What fun it was, to begin with! The clown brought out a large deep dish, and began by putting a whole turkey and an unskinned hare in it out of the larder; after that he put in sausages, jam, pickled walnuts, and lemons, and, in short, the first thing that came to hand.
‘It ain’t ‘arf full yet,’ he said at last, as he looked gravely into the pie.
‘No,’ said Tommy, sympathetically, ‘can’t we get anything else to put in?’
‘The very thing,’ cried the clown, ‘you’re just about the right size to fill up–my! what a pie it’s going to be, eh?’ And he caught up his young friend, just as he was, rammed him into the pie, and poured sauce on him.
But he kicked and howled until the clown grew seriously displeased. ‘Why carn’t you lay quiet,’ he said angrily, ‘like the turkey does? you don’t deserve to be put into such a nice pie!’
‘If you make a pie of me,’ said Tommy, artfully, ‘there’ll be nobody to look on and laugh at you, you know!’

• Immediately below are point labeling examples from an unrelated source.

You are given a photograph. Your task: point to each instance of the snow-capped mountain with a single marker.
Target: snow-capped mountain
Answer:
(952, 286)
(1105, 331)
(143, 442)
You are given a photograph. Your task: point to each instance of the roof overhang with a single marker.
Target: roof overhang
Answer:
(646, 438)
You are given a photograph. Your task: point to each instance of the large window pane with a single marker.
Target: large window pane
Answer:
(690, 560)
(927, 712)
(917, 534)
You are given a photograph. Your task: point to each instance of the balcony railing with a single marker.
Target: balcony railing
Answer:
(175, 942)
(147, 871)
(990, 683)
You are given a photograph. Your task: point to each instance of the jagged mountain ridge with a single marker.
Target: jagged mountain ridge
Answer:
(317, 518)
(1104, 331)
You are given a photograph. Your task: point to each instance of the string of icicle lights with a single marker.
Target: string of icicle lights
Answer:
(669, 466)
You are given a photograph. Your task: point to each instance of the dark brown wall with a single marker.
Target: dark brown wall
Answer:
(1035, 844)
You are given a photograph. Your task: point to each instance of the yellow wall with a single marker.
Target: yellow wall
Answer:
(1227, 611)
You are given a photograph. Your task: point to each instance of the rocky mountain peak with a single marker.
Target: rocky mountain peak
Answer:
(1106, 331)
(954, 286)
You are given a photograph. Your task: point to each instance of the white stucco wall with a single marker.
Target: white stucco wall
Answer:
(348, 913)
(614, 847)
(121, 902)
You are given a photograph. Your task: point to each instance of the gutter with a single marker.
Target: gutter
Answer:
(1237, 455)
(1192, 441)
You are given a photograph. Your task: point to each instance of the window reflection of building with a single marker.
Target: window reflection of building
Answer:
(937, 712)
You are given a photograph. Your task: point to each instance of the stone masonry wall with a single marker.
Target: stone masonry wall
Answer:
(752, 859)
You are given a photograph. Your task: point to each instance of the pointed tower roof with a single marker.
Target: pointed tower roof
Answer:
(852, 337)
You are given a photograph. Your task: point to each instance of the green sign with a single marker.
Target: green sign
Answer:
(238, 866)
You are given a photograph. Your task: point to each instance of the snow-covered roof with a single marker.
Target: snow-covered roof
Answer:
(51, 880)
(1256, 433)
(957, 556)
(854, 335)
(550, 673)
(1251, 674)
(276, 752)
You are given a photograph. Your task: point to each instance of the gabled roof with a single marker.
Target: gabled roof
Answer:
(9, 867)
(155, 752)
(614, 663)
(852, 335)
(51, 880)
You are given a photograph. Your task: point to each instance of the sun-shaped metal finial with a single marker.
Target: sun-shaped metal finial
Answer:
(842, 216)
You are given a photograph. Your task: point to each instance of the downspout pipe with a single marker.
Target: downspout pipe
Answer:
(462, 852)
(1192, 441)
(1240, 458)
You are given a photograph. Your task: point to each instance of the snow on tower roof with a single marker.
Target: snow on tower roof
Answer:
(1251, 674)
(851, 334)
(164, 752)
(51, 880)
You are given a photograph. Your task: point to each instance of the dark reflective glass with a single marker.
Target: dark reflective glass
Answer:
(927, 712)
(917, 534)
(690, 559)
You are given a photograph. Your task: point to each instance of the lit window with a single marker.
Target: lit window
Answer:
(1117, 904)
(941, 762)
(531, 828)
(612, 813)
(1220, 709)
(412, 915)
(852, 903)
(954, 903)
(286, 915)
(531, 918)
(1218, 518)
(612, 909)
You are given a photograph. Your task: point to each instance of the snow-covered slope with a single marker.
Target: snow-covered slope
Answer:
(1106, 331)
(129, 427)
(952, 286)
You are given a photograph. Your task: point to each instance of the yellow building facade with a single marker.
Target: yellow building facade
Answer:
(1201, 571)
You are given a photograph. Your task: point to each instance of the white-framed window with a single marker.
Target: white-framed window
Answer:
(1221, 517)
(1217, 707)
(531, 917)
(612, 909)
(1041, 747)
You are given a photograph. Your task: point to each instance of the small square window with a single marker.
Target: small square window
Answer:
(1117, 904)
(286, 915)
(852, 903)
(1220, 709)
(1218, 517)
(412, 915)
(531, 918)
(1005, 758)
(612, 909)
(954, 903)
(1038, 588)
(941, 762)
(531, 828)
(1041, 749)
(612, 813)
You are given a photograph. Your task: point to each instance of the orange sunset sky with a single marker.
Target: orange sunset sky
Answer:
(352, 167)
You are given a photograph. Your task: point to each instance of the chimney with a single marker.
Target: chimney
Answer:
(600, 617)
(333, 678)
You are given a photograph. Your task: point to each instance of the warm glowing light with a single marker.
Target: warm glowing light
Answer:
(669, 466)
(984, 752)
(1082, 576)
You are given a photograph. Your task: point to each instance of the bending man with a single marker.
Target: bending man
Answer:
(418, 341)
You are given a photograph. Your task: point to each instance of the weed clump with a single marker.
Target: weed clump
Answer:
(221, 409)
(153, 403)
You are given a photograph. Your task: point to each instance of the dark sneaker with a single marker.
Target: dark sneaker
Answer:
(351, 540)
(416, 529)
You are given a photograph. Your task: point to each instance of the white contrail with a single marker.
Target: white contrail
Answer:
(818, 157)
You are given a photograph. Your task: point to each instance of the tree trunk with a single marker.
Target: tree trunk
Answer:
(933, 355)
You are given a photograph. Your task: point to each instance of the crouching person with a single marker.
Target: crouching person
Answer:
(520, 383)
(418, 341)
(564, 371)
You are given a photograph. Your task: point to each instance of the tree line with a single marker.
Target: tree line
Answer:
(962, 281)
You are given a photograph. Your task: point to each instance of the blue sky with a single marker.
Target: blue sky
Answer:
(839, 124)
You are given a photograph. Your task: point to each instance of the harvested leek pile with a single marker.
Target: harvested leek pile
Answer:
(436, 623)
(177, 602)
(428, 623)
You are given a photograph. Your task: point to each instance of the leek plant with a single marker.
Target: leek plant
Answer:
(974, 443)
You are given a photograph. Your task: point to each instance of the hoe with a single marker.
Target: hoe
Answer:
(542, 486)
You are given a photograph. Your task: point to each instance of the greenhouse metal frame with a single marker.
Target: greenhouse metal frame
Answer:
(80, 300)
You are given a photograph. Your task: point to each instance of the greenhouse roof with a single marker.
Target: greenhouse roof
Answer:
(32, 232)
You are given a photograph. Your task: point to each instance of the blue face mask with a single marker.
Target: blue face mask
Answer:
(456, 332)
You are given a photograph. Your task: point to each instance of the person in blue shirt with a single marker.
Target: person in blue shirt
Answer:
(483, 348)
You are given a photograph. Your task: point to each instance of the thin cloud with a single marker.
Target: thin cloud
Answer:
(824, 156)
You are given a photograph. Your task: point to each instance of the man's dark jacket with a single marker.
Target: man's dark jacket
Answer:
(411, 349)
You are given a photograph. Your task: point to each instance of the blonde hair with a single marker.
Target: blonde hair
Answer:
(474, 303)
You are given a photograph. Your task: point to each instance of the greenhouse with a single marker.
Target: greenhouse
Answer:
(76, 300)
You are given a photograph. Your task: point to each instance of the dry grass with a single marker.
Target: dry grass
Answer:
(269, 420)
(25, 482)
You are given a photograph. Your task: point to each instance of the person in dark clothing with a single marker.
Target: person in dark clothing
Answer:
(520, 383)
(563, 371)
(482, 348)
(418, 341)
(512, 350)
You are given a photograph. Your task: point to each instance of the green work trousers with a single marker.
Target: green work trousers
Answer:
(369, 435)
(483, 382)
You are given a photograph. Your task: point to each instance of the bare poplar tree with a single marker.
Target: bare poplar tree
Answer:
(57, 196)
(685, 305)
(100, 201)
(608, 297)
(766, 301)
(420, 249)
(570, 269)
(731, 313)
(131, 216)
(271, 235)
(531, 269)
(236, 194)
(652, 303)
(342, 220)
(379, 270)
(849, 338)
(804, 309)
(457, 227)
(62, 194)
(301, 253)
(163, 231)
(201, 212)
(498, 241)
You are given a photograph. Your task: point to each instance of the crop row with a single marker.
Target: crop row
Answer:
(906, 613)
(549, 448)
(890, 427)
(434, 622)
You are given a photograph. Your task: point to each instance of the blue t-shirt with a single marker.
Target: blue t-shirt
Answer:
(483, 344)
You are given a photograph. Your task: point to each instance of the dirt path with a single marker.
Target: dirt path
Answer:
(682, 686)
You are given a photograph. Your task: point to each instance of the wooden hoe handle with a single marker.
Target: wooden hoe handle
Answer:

‘No more there won’t,’ said the clown, and allowed him to crawl out, all over sauce. ‘It was a pity,’ he declared, ‘because he fitted so nicely, and now they would have to look about for something else;’ but he contrived to make a shift with the contents of the cook’s work-basket, which he poured in–reels, pin-cushions, wax, and all. He had tried to put the kitchen cat in too, but she scratched his hands and could not be induced to form the finishing touch to the pie.
How the clown got the paste and rolled it, and made Tommy in a mess with it, and how the pie was finished at last, would take too long to tell here; but somehow it was not quite such capital fun as he had expected–it seemed to want the pantomime music or something; and then Tommy was always dreading lest the clown should change his mind at the last minute, and put him in the pie after all.